We used the research tool Google Trends (google.com/trends) which has recorded billions of search queries since 2004 and is provided at no charge by Google, Inc. Google Trends was searched for food allergy-related terms such as the top 8 food allergens, for example, “peanut allergy”, “milk allergy”, etc. The data was scaled to the average search traffic for a particular term during the selected time period.
The Internet searches for different food allergies showed frequencies that did not always reflect the prevalence of those allergies in real life. The most popular searches were for milk allergy (50 on 0/100 scale), peanut (45), wheat (33), egg (21), shellfish (9), fish (8), tree nut (3) vs. real-life prevalence of food allergy to egg 0.9%, peanut 0.75%, milk 0.6%, shellfish 0.6%, fish 0.2%, tree nuts 0.04-0.6%, wheat 0.2-0.5%, soy 0.03-0.2% (J Allergy Clin Immunol. 2010 Dec;126(6 Suppl):S1-58).
However, the searches showed what the patients in each region were interested in, including some less obvious ones. For example, queries for “peanut oil” dominated searches for peanut allergy, coconut for tree nut allergy, “lactose allergy” for milk allergy, and “vaccine” for egg allergy. “Iodine allergy” still dominates the searches for shellfish allergy and “fish oil” for fish allergy. Searches for treatment of food allergy were not popular. The data can be subdivided by region, state or city/town.

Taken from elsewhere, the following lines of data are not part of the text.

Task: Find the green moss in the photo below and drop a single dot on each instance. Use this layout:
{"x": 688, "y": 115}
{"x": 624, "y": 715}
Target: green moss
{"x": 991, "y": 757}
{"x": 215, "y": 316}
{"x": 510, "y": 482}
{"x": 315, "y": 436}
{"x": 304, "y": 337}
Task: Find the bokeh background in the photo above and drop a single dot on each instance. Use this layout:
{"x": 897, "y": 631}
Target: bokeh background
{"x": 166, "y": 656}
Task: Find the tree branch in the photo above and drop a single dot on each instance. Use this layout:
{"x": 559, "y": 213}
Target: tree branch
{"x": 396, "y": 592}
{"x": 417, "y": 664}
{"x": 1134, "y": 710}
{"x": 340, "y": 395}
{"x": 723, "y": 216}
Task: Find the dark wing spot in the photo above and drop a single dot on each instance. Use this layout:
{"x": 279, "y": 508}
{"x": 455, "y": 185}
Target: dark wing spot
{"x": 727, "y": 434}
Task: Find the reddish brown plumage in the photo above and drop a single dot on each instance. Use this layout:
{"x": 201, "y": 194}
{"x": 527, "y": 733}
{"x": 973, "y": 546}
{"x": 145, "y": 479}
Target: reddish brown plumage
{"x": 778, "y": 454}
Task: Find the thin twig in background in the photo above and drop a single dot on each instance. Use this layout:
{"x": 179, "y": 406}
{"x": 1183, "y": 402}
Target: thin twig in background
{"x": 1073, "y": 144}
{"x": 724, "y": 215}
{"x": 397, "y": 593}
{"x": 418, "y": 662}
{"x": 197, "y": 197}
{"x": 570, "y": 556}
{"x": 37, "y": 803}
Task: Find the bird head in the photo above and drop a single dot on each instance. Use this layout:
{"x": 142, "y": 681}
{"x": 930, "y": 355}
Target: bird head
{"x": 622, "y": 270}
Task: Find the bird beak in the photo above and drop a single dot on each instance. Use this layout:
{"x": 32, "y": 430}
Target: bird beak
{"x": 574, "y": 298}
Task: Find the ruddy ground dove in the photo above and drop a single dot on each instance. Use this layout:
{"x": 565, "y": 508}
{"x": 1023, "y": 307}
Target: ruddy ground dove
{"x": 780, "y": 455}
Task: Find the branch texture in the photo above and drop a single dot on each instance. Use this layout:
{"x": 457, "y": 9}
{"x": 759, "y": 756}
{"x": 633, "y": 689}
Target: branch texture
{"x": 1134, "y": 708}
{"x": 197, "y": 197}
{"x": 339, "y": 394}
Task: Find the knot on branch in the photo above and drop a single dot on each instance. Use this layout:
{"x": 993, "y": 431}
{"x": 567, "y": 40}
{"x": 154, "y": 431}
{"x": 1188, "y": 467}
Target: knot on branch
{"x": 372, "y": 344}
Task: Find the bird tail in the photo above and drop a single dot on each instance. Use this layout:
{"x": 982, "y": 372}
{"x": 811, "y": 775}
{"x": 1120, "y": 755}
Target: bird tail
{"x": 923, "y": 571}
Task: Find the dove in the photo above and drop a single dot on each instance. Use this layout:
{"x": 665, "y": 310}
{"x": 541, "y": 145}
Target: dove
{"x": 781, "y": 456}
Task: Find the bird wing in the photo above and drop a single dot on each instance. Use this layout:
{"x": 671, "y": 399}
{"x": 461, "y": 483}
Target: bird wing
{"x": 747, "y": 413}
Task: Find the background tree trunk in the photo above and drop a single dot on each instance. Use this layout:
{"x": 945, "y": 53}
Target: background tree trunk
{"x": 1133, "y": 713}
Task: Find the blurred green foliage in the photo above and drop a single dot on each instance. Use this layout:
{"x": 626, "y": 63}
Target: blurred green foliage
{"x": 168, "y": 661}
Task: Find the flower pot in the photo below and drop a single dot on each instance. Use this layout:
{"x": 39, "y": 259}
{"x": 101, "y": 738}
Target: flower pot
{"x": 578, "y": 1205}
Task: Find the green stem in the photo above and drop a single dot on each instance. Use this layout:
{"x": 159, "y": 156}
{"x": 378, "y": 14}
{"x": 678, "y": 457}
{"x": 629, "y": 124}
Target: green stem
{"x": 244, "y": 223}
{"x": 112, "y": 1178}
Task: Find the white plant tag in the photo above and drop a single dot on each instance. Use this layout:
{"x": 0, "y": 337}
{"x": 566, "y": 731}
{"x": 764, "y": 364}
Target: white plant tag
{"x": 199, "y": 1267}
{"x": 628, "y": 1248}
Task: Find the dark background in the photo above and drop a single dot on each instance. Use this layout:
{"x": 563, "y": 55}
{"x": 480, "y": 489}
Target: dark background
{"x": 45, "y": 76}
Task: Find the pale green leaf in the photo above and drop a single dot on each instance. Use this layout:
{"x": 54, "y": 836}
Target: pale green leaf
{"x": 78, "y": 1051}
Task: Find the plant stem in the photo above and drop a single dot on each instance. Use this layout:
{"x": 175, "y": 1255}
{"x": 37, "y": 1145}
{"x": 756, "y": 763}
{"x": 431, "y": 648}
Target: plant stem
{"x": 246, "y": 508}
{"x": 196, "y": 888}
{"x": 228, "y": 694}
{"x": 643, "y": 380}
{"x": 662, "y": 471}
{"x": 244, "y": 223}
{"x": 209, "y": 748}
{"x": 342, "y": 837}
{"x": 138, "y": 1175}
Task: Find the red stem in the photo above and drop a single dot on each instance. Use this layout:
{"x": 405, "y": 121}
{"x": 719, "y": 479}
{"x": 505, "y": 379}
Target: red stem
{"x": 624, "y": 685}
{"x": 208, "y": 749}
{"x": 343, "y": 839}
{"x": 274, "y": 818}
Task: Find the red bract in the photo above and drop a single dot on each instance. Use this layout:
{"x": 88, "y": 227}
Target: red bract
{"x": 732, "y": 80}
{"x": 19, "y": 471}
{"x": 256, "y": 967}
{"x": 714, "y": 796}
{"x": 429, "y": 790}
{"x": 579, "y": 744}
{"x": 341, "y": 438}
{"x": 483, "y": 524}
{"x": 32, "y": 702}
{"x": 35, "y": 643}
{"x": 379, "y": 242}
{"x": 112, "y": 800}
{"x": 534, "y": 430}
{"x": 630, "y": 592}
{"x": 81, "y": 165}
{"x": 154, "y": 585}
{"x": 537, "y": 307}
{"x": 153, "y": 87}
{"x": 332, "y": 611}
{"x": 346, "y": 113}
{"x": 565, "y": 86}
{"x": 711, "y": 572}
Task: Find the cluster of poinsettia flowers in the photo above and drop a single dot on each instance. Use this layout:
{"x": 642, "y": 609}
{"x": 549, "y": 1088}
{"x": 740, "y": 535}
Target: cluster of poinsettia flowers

Food allergy-related Internet searches reflect misconceptions about the prevalence, etiology and clinical presentations of different food allergies. The common questions can be ranked by popularity by Google Trends, thus allowing healthcare professionals to address common misconceptions in a specific geographic region, for example, the significance of peanut oil in peanut allergy, misconception about “iodine allergy” in shellfish allergy, etc. It is concerning that search queries do not reflect interest in treatment of food allergy. Knowledge of such search patterns gives the allergy organizations and practicing allergists the opportunity to tailor their online and offline educational programs to what patients want, and need, to know. From educational perspective, an engaged learner who is actively searching for information offers the best opportunity for lasting impact.
Guidelines for the Diagnosis and Management of Food Allergy in the United States: Report of the NIAID-Sponsored Expert Panel. JACI, 2010.
Food Allergy Facts and Statistics for the U.S. FARE.